The geography of illegal siphons discovered in recent years demonstrates the growing role of organized crime groups — initially the Zetas, and increasingly, it would appear, the Sinaloa Cartel. According to Proceso, the two states where the largest number of illegal siphons were discovered in the first half of 2010 were Veracruz and Nuevo Leon, both of them notorious havens of Zeta activity. Sinaloa was third, followed by Puebla and then·Tamaulipas, which is also a Zeta stronghold.
But according to a recent report from Excelsior, Sinaloa became the state worst-hit by pipeline theft in 2011, leapfrogging the two Zetas-held states that were ahead of it in 2010.
The Zetas are known for their diverse revenue sources, involved in activities like extortion, pirate merchandise, kidnapping, car theft, and other rackets, in addition to oil theft. It is no surprise that Zetas-dominated states have seen a spike in stolen hydrocarbons.
In contrast, the Sinaloa Cartel has a reputation for sticking to drug trafficking. In 2010, for instance, a captured high-ranking member of the Sinaloa Cartel told authorities that the cartel boss Joaquin “El Chapo” Guzman had prohibited his subordinates from supplementing their wages by kidnapping.

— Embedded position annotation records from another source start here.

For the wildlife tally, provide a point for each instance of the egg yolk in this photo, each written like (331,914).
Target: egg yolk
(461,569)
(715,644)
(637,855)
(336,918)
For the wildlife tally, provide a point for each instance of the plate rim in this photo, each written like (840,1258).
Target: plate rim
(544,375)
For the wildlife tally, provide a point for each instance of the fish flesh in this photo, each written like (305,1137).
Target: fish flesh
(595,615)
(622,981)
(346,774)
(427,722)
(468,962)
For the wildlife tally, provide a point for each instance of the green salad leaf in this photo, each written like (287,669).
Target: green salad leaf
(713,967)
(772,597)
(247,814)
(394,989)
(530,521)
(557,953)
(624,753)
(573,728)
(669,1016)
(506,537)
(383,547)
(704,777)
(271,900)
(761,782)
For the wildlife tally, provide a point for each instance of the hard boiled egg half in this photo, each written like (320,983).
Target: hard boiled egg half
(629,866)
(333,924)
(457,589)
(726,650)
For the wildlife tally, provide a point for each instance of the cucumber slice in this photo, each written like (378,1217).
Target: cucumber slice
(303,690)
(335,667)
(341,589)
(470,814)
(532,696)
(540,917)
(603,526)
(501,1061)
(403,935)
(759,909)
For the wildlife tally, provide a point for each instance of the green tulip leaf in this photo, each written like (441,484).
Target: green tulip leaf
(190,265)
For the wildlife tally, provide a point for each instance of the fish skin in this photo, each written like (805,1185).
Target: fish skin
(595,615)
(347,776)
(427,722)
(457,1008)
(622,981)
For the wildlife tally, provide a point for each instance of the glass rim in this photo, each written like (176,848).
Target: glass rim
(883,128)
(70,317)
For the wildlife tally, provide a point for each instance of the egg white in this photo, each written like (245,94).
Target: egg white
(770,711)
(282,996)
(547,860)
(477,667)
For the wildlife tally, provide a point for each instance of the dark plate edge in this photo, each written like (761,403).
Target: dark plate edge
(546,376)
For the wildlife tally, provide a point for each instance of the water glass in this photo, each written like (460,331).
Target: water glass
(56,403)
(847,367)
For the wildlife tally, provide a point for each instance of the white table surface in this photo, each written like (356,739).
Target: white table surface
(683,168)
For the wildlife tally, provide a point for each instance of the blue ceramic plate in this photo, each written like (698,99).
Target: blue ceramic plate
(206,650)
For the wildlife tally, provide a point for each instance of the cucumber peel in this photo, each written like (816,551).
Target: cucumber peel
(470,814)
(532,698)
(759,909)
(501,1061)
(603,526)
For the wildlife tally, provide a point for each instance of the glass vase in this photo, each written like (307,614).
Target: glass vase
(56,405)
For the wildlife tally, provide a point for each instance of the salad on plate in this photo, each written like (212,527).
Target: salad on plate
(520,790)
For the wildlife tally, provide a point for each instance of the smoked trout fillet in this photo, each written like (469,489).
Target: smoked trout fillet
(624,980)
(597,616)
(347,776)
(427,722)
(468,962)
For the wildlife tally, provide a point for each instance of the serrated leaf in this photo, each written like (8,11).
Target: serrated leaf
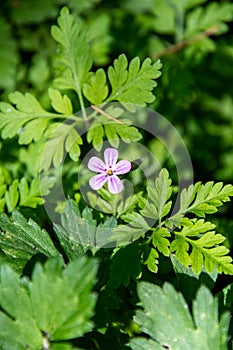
(134,228)
(28,311)
(160,241)
(96,90)
(158,206)
(79,232)
(206,248)
(202,199)
(151,259)
(32,196)
(20,327)
(167,320)
(61,137)
(74,60)
(133,82)
(28,120)
(61,104)
(95,135)
(12,196)
(9,56)
(21,239)
(116,132)
(73,320)
(125,265)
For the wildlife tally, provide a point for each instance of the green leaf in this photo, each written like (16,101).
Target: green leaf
(202,199)
(160,241)
(96,90)
(61,137)
(61,104)
(95,135)
(116,132)
(29,311)
(134,228)
(21,239)
(28,120)
(9,56)
(151,259)
(133,82)
(168,322)
(32,196)
(18,326)
(74,61)
(206,248)
(125,265)
(158,206)
(79,232)
(63,313)
(12,196)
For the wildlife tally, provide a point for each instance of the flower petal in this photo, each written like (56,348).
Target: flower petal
(96,164)
(97,181)
(114,184)
(122,167)
(110,156)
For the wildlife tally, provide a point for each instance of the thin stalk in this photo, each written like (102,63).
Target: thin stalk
(101,111)
(185,43)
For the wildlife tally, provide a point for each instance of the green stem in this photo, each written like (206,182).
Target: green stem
(179,34)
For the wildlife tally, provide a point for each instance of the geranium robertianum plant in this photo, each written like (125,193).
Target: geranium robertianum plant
(77,283)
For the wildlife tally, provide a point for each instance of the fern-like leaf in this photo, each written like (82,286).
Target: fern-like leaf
(74,61)
(198,245)
(133,82)
(157,205)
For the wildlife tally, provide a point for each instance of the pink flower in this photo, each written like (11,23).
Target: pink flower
(108,171)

Other groups also operate in the Sinaloa state, such as the Beltran Leyva Organization, but the scale of the thefts suggests that the Sinaloa Cartel, as the foremost network in the region, is involved. If this is the case, it would seem to represent a significant shift in the group’s modus operandi.
Pemex has discovered 5,000 illegal siphons since Calderon took office in late 2006, with more than 1,300 of those found last year. Some 3 million barrels of hydrocarbons were stolen in 2011, an increase of 52 percent from the previous year. This caused losses of roughly $475 million to the company, which had revenues in 2010 of nearly $80 billion.
In response, Mexican authorities have ramped up investigations into the robberies; just 161 were opened in 2007, but more than 1,000 were opened last year. Most of those arrested for stealing oil have been linked to the Familia Michoacana and the Zetas, though the small-time operations have not entirely disappeared from the game.
In addition to the vast sums to be made, stealing oil and gas is an attractive business for a number of other reasons. Neither Pemex nor the Mexican government have the resources to patrol the thousands of miles of pipelines, meaning that the product can be stolen with relatively low risk. Furthermore, as InSight Crime has pointed out, the large bureaucracy in Pemex also generates a large number of targets for corruption. In many cases, people within the company have taken part in the robberies. And as Excelsior notes, while it may sound sophisticated, robbing oil or gas from a pipeline is a low-tech business.
As InSight Crime has reported, oil and gas theft are a serious issue for Latin American oil companies in countries including Colombia, Venezuela, and Bolivia. Hydrocarbon theft became a big source of funds for paramilitary group the United Self-Defense Forces of Colombia (AUC), with $10 million disappearing from 2001 to 2003 from AUC territory.